Quant à la création d'un tribunal par l'organisation des Nations Unies (OKB), Blakaj dit qu'il serait incontestable que le Special soit aboli.
La question est telle que la résolution 1244 est toujours en vigueur, qu'elle n'a jamais été abolie, et avec cette résolution 1244 le mandat principal pour le droit au Kosovo a la MINUK, de sorte qu'il peut facilement arriver d'être habilité U n MIC au Kosovo que nous voyons encore une grande présence de la MINUK. Il serait très possible pour l'organisation des Nations Unies (OKB) de créer une autre cour, mais sans la création de ce tribunal des Nations Unies, la situation au Kosovo serait bien pire qu'aujourd'hui, nous aurions cette présence de la MINUK et je ne sais même pas combien d'organes du Kosovo pourraient contribuer au développement du Kosovo”, a déclaré M. Blakaj.

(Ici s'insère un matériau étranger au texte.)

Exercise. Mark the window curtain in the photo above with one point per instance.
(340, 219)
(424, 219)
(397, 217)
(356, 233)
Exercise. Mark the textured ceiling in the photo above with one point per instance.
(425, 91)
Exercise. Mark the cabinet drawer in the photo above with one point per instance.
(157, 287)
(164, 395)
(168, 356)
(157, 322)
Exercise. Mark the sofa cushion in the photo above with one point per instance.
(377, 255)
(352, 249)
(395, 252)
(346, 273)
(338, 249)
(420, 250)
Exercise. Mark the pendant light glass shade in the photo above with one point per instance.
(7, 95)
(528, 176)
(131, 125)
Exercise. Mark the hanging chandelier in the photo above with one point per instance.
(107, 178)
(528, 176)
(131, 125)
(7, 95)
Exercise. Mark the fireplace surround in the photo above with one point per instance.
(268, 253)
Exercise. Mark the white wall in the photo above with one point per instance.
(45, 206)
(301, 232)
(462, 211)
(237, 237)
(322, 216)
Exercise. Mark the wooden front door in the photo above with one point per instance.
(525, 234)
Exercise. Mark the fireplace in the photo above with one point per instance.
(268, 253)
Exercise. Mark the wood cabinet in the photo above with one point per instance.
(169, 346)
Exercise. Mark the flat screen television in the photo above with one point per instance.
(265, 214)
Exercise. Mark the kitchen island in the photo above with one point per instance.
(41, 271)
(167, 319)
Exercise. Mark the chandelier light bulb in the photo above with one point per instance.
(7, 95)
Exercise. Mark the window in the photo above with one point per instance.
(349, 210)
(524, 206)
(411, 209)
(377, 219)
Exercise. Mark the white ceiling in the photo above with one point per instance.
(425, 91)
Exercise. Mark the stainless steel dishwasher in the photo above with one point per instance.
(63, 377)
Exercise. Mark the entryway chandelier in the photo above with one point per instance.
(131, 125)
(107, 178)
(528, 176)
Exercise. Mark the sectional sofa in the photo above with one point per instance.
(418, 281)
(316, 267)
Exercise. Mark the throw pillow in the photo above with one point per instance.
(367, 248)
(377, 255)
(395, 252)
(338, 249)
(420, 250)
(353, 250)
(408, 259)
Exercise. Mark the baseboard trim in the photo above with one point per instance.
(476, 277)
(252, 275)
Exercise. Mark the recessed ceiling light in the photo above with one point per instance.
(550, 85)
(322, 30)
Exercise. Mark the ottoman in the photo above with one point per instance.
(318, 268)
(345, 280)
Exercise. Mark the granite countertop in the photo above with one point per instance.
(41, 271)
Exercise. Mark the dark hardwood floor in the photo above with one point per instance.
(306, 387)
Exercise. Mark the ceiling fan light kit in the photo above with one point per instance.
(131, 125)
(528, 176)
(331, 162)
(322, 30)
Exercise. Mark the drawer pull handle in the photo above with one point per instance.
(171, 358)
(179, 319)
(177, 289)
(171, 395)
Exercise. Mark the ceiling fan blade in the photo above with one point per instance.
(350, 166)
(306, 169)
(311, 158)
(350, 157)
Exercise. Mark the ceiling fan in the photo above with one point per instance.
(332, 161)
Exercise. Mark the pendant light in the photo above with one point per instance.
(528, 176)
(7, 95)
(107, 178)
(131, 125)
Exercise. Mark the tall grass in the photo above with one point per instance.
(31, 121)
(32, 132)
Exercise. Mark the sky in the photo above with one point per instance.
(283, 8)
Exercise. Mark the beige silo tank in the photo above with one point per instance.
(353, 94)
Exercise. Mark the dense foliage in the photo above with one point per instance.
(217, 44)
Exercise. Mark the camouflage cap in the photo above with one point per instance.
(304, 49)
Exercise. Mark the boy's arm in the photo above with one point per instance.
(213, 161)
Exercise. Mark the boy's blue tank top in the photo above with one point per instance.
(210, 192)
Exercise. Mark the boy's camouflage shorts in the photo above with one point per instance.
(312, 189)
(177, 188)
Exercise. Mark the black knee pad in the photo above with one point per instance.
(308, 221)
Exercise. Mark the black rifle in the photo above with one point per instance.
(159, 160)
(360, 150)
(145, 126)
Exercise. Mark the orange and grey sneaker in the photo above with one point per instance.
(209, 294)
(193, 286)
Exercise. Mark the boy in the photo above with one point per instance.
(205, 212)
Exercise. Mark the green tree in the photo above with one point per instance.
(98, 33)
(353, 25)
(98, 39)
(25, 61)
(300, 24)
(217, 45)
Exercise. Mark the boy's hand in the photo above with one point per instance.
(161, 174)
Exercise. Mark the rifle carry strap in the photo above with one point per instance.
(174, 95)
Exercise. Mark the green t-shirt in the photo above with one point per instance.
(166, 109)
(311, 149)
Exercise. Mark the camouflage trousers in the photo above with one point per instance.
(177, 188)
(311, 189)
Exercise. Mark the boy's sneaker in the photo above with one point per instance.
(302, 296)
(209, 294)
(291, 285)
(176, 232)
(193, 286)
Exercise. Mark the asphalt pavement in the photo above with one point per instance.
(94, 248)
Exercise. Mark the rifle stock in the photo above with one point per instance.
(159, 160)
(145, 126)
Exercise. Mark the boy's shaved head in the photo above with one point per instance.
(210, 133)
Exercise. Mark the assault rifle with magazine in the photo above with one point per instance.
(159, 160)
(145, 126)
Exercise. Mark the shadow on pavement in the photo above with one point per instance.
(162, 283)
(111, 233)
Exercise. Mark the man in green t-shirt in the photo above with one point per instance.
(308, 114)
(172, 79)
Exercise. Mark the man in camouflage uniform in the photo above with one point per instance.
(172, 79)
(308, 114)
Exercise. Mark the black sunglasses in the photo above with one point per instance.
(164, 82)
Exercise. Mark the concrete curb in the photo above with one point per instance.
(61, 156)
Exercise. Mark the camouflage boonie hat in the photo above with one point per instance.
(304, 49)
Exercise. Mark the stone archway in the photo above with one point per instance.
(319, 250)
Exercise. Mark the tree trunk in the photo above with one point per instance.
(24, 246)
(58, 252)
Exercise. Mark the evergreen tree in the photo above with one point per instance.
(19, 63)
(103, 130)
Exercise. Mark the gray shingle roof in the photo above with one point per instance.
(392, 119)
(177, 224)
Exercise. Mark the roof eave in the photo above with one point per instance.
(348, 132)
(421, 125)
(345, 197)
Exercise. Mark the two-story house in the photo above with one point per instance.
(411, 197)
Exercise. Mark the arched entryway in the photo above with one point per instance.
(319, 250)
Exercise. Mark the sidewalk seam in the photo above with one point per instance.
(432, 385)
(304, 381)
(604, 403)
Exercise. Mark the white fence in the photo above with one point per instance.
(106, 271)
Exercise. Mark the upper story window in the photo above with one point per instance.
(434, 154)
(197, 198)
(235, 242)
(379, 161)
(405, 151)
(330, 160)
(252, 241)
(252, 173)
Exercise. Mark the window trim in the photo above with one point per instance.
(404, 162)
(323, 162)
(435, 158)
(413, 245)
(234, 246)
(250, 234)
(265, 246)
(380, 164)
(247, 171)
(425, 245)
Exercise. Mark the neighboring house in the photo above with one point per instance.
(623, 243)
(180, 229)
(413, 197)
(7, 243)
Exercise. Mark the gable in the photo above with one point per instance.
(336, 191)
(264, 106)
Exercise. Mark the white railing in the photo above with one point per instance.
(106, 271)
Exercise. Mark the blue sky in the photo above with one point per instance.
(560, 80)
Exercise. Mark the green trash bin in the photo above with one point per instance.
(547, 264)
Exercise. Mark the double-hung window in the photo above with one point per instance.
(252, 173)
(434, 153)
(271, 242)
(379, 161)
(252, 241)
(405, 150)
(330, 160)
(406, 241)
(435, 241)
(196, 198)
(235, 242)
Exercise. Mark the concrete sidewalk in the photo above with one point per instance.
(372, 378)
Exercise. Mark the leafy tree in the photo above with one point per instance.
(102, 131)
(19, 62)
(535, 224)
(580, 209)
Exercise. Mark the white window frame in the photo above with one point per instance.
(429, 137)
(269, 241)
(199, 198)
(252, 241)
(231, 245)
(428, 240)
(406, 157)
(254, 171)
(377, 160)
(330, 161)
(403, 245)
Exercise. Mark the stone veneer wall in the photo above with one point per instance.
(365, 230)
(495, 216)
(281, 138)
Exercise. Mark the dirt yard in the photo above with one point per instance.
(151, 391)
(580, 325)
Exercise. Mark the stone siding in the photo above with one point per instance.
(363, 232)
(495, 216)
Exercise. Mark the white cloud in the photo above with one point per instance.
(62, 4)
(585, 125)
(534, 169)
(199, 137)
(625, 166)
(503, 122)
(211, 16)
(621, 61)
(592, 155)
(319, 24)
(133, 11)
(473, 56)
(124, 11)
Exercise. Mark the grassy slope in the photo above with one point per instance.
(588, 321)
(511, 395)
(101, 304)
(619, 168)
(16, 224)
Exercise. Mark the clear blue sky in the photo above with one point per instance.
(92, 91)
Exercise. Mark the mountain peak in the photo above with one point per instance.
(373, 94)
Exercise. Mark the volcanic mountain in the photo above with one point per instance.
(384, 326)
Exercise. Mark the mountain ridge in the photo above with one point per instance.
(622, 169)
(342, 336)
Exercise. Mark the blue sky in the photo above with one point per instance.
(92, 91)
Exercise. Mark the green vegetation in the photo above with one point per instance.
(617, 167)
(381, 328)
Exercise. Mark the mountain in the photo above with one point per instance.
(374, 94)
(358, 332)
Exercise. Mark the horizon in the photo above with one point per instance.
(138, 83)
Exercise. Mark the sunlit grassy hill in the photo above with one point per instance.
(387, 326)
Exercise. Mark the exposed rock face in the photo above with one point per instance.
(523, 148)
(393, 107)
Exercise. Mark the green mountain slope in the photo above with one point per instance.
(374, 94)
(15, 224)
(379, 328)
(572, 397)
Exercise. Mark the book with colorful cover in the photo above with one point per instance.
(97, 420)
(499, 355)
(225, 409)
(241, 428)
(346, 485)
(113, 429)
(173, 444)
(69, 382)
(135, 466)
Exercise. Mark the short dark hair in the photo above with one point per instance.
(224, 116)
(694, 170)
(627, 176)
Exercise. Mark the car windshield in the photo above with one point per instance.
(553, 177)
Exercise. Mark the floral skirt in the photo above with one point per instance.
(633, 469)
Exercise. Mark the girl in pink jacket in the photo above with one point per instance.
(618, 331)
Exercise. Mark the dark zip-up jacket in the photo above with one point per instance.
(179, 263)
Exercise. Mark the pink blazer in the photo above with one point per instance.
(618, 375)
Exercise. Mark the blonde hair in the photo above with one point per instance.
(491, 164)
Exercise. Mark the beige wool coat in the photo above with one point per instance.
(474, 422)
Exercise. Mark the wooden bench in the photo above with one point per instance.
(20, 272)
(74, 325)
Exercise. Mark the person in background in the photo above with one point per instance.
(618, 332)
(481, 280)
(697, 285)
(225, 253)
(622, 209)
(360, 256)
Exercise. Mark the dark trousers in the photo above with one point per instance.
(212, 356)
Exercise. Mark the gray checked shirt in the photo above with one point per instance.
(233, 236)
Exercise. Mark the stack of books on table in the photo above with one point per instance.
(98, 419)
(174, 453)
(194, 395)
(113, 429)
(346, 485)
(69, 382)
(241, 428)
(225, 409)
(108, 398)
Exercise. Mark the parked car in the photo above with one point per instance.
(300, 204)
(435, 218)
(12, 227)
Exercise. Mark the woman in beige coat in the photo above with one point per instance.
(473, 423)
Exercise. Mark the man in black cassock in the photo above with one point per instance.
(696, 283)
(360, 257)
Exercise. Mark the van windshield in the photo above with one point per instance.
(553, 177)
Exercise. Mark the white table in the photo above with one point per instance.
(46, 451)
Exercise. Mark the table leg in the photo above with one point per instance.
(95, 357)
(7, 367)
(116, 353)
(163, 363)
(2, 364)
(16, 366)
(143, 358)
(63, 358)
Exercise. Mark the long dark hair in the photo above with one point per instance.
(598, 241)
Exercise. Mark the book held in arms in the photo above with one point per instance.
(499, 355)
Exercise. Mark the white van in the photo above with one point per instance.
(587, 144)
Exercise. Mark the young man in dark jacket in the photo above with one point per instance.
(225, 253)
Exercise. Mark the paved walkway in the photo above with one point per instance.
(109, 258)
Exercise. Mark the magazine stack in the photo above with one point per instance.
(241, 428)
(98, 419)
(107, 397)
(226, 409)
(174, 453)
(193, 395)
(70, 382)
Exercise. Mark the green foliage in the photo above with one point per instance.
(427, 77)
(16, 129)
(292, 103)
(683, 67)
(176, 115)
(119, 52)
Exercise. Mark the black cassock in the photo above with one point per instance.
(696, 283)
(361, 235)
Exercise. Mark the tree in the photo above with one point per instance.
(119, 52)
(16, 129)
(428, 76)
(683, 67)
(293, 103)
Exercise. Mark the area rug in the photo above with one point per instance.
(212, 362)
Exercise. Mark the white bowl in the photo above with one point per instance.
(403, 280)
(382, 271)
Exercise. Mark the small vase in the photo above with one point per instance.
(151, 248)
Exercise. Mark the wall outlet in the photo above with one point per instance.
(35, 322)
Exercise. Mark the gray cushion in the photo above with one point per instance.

Toute cette situation a amené la communauté internationale à exprimer des catégories sur la possibilité de mettre fin à la cour.
Mais même si la cour commence à travailler comme prévu par les pays occidentaux, les rapports sont rompus.
Même à ce stade, même si la Cour ne doit pas être brisée, parce que nous avons l'occasion hier d'entendre même du gouvernement du Kosovo et un texte rédigé par le chef parlementaire, il est clair que la Cour ne sera probablement pas abolie, mais de mauvais rapports subsistent entre les institutions du Kosovo et en premier lieu les ambassades britanniques et les États-Unis d'Amérique<1>.
Il a confirmé que si le Tribunal spécial était aboli, le Kosovo ne pouvait pas non plus demander à la Serbie et à l'Union européenne de juger les crimes de guerre.
Je pense qu'en vertu de cet acte, si la cour spéciale était finalement abolie, une immature politique des institutions au Kosovo serait extrêmement préjudiciable en premier lieu pour la justice, parce que de nombreuses victimes ont de grandes attentes de cette cour, mais d'autre part, elle serait réduite à tout le processus de confrontation avec le passé au Kosovo, donc nous ne pouvons pas attendre alors que cette cour, que toute autre cour, va juger pour des crimes de guerre, nous ne pouvons appeler ni la Serbie alors, ni juger l'Union européenne pour des crimes serbes à être détruits, de sorte que ce soit pour qu'il soit très important qu'il ne soit pas brisé maintenant.
Quant au début des travaux du Tribunal spécial, il a dit qu'au printemps, nous pouvons nous attendre aux premières accusations, car le début des travaux a été trop long.
Le début des travaux du tribunal spécial a été extrêmement procrastineux, mais selon toute vraisemblance ce printemps 2018, nous pouvons nous attendre aux premières accusations, du moins c'est ce que sont les avertissements”.
Les efforts déployés pour abolir le Tribunal spécial ont amené le Kosovo à se retrouver dans une situation qui n'a pas été bien accueillie par les organisations internationales.
43 députés ont demandé l'abolition de la loi dans le dernier procès-verbal de la dernière session du budget du 22 décembre dernier.
Après avoir omis de maintenir l'autorité du Parlement, la Grande-Bretagne et les ambassadeurs américains ont déclaré qu'il s'agissait d'un couteau derrière le dos et que le Kosovo traverse la période la plus difficile depuis l'après-guerre.